Efficiently Listing and Filtering S3 Objects by Date
When working with AWS S3 buckets, it’s common to have a large number of objects stored, and you might need to filter them based on certain criteria like dates. This blog post will guide you on how to efficiently list and filter S3 objects by date using Python and the boto3 library.
Why Filtering by Date is Important
In scenarios where S3 buckets store logs, backups, or other timestamped data, retrieving only the relevant files based on year, month, and day can save both time and resources. Instead of fetching all the files and filtering them later, we can directly retrieve files from specific time periods by structuring S3 paths that contain date information.
S3 Folder Structure Example
Assuming the structure of your S3 paths contains a date as part of the key, an example structure could look like this:
bucket-name/activity/2024/08/28/filename1.parquet
bucket-name/client/2024/08/28/filename2.parquet
bucket-name/transactiondetails/2024/08/29/filename3.parquet
Here, the folder structure represents year, month, and day, allowing us to filter objects easily based on a given date.

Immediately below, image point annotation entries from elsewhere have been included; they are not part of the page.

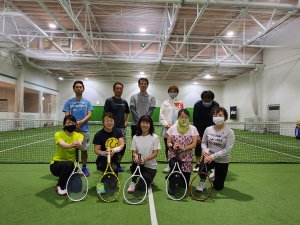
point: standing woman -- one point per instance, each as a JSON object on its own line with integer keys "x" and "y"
{"x": 64, "y": 158}
{"x": 146, "y": 143}
{"x": 182, "y": 137}
{"x": 217, "y": 143}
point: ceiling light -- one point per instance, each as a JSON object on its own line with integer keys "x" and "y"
{"x": 52, "y": 25}
{"x": 207, "y": 76}
{"x": 229, "y": 34}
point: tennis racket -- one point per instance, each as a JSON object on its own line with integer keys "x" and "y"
{"x": 109, "y": 185}
{"x": 137, "y": 186}
{"x": 201, "y": 185}
{"x": 77, "y": 184}
{"x": 176, "y": 185}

Efficient S3 Object Listing: Complete Code
Below is the complete code snippet for listing and filtering S3 objects by date. This code will retrieve objects from the S3 bucket based on a folder structure that includes year, month, and day, while handling pagination for large result sets.
import boto3
# Create a session using Boto3 (make sure you have your AWS credentials configured)
session = boto3.Session()
s3_client = session.client('s3')
def list_s3_objects_by_date(bucket_name, folder, year, month, day):
"""
Lists objects in an S3 bucket filtered by year, month, and day.
:param bucket_name: Name of the S3 bucket.
:param folder: Folder prefix (e.g., 'activity', 'client').
:param year: The year to filter by (e.g., '2024').
:param month: The month to filter by (e.g., '08').
:param day: The day to filter by (e.g., '28').
:return: A list of objects with their names and last modified dates.
"""
# Prefix representing the directory structure we want to filter by
prefix = f"{folder}/{year}/{month}/{day}/"
continuation_token = None
all_objects = []
while True:
if continuation_token:
response = s3_client.list_objects_v2(
Bucket=bucket_name, Prefix=prefix, ContinuationToken=continuation_token
)
else:
response = s3_client.list_objects_v2(Bucket=bucket_name, Prefix=prefix)
if 'Contents' in response:
objects = response['Contents']
# Extract name and last modified date for each object
all_objects.extend([(obj['Key'], obj['LastModified']) for obj in objects])
if response.get('IsTruncated'): # More objects to fetch
continuation_token = response['NextContinuationToken']
else:
break
return all_objects
# Example usage
bucket_name = 'your-bucket-name'
folder = 'activity'
year = '2024'
month = '08'
day = '28'
objects = list_s3_objects_by_date(bucket_name, folder, year, month, day)
for obj in objects:
print(f"Object: {obj[0]}, Last Modified: {obj[1]}")
Step-by-Step Explanation
- Session Setup: The
boto3.Session()is used to create a session with AWS credentials that are already configured in your environment. - list_s3_objects_by_date Function: This function filters the objects in the S3 bucket by specifying a folder path that includes the year, month, and day. It efficiently handles pagination using the
ContinuationTokento ensure that all objects are retrieved. - Handling Pagination: If there are more than 1,000 objects, the function loops through and retrieves additional batches until all objects are processed.
- Object Details: For each object, the function retrieves the object’s key (name) and last modified date.
Example Output
If objects are found in the specified path, the function will return the object names and their last modified dates:
Object: activity/2024/08/28/filename1.parquet, Last Modified: 2024-08-28 12:34:56
Object: activity/2024/08/28/filename2.parquet, Last Modified: 2024-08-28 13:22:30
Conclusion
Filtering objects in S3 by date can be efficiently done by structuring your folder paths in a way that includes date information (year/month/day). With the boto3 library in Python, we can easily list and filter objects based on this structure. For large datasets, handling pagination ensures that you retrieve all relevant files without missing any.